Richiedente asilo spaccia a Rimini. Arrestato, dalla cella lancia i suoi escrementi

RIMINI. Nigeriano richiedente asilo viene sorpreso a spacciare e finisce in manette. Una volta nella camera di sicurezza della questura, però, realizzando forse di avere buttato via il sogno di un futuro in Europa, perde completamente la testa e dopo aver fatto i propri bisogni, scaglia gli escrementi in direzione della sala di attesa, imbrattandola.

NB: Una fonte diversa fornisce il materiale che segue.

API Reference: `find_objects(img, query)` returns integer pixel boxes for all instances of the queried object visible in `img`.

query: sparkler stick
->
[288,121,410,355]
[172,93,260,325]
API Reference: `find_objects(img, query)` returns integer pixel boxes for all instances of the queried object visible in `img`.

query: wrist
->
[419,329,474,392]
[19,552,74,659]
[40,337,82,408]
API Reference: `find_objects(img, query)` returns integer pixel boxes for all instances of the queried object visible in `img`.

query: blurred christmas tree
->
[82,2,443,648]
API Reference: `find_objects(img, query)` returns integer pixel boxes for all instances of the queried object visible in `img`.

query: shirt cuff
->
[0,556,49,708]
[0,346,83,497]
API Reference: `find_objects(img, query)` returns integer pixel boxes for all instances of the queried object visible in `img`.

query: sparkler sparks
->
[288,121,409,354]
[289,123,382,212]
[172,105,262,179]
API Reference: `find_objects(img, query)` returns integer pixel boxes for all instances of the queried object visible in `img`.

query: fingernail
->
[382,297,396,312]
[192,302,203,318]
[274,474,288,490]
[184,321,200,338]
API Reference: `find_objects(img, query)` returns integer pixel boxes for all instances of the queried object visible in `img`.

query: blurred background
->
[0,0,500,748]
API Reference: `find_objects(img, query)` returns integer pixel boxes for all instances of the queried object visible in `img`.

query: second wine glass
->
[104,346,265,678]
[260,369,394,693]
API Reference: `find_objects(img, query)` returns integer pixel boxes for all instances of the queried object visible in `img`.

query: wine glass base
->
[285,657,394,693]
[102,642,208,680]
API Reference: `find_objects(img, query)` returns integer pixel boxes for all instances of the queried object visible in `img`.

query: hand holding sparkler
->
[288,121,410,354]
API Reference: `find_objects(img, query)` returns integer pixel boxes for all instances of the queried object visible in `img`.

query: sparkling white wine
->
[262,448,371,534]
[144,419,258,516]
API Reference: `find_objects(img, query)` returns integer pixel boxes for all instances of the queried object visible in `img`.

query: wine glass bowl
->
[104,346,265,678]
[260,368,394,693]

Il giovane, che ha ventotto anni, si è calmato solo all’arrivo di un medico. Ha accettato di lavarsi e di essere sottoposto a visita medica. Sono stati poi gli stessi agenti a preoccuparsi di procurargli degli abiti perché potesse presentarsi in condizioni dignitose davanti al giudice Silvia Corinaldesi. Per lo spaccio di droga (quando i poliziotti sono intervenuti aveva appena venduto a un giovane di nazionalità romena una dose di cocaina e due di marijuana) l’africano, difeso dall’avvocato Michele Di Viesti, ha patteggiato la pena, sospesa, di otto mesi di reclusione ed è tornato in libertà. Lo straniero è stato anche denunciato per il comportamento tenuto dopo l’arresto: non è stato del tutto intuitivo attribuire alla sua condotta una fattispecie prevista dal codice penale. Alla fine si è optato per contestargli la violazione dell’articolo 674, ovvero “lancio di oggetti pericolosi” nella declinazione relativa, in particolare, all’imbrattamento. Per l’ennesima volta un migrante, di fatto abbandonato a se stesso una volta fatta la richiesta per l’ottenimento di un permesso umanitario, finisce per perdersi trasformandosi in uno spacciatore.